Sadie Roberts-Joseph | |
Birth Date: | 1944 |
Death Cause: | Homicide by asphyxiation |
Nationality: | American |
Occupation: | community activist |
Known For: | Odell S. Williams Now And Then African-American Museum |
Sadie Roberts-Joseph (1944 – July 12, 2019) was an American community activist and founder of the Baton Rouge Odell S. Williams Now & Then Museum of African-American History in 2001.[1] She was also the founder of a non-profit organization, Community Against Drugs and Violence (CADAV).[2] She organized the annual "Juneteenth Celebration" which commemorates the emancipation of slaves in the Southern United States.[3] She helped organize an annual Veterans Day celebration at the Port Hudson National Cemetery to honor veterans of all races who fought in the Civil War.[4]
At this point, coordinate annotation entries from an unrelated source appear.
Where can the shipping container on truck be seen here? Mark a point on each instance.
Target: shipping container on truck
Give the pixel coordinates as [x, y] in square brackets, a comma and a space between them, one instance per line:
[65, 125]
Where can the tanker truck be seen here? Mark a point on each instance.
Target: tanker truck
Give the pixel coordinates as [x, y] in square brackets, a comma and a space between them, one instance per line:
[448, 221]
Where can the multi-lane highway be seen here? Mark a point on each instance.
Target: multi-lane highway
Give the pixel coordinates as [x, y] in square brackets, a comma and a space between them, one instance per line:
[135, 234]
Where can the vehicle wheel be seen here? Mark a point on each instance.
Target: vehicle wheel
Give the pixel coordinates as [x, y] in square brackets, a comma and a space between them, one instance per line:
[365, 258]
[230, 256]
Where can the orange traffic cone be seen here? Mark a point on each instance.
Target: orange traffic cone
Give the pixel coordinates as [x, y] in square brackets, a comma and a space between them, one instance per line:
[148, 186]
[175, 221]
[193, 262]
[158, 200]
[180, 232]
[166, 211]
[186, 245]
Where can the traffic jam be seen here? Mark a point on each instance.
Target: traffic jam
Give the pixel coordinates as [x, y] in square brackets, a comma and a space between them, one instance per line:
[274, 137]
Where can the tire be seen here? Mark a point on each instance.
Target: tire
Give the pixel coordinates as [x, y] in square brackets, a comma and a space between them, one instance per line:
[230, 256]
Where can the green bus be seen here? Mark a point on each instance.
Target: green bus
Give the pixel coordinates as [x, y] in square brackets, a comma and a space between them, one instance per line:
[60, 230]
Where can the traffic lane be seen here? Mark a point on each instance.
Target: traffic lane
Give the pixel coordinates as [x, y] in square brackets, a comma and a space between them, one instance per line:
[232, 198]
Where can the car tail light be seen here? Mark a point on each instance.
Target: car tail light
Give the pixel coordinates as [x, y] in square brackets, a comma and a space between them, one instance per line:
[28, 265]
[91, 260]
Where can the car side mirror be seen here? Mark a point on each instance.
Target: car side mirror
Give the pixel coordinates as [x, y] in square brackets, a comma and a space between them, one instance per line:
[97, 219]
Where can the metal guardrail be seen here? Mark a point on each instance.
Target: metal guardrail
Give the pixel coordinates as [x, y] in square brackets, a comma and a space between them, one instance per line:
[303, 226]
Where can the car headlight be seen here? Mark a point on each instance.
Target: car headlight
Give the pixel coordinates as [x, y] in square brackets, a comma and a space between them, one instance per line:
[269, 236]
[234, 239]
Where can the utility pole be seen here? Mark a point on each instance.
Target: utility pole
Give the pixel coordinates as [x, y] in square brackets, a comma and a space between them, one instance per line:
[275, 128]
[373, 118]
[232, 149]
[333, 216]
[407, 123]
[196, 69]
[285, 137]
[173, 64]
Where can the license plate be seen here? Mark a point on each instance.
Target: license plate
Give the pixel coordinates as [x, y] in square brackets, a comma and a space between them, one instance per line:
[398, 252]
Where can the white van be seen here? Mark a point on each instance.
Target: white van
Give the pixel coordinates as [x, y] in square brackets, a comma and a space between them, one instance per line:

Roberts-Joseph was born in 1944 and grew up in Woodville, Mississippi. She was the fifth in a family of twelve children, and her parents were sharecroppers.[5] The family later moved to Baton Rouge, Louisiana. She attended Baton Rouge Vocational-Technical School and Southern University, studying education and speech pathology. She was an active volunteer in the local black community, and worked for many years as a certified respiratory therapy technician.
Her brother serves as pastor of the New St. Luke Baptist church in Baton Rouge. She had two children, a son, Jason Roberts, now curator of the Baton Rouge African American museum,and a daughter: Angela Roberts Machen, a commissioner on the Greater Baton Rouge Port Commission.[6]
On Friday, July 12, 2019, the body of Roberts-Joseph was discovered in the trunk of her own car about three miles from her home in Baton Rouge.[7] [8] On Monday 15 July, police stated that the cause of death was "traumatic asphyxiation" by suffocation and ruled it a homicide.[9] [10]
The next day they arrested a tenant of hers who owed $1,200 in rent.[11]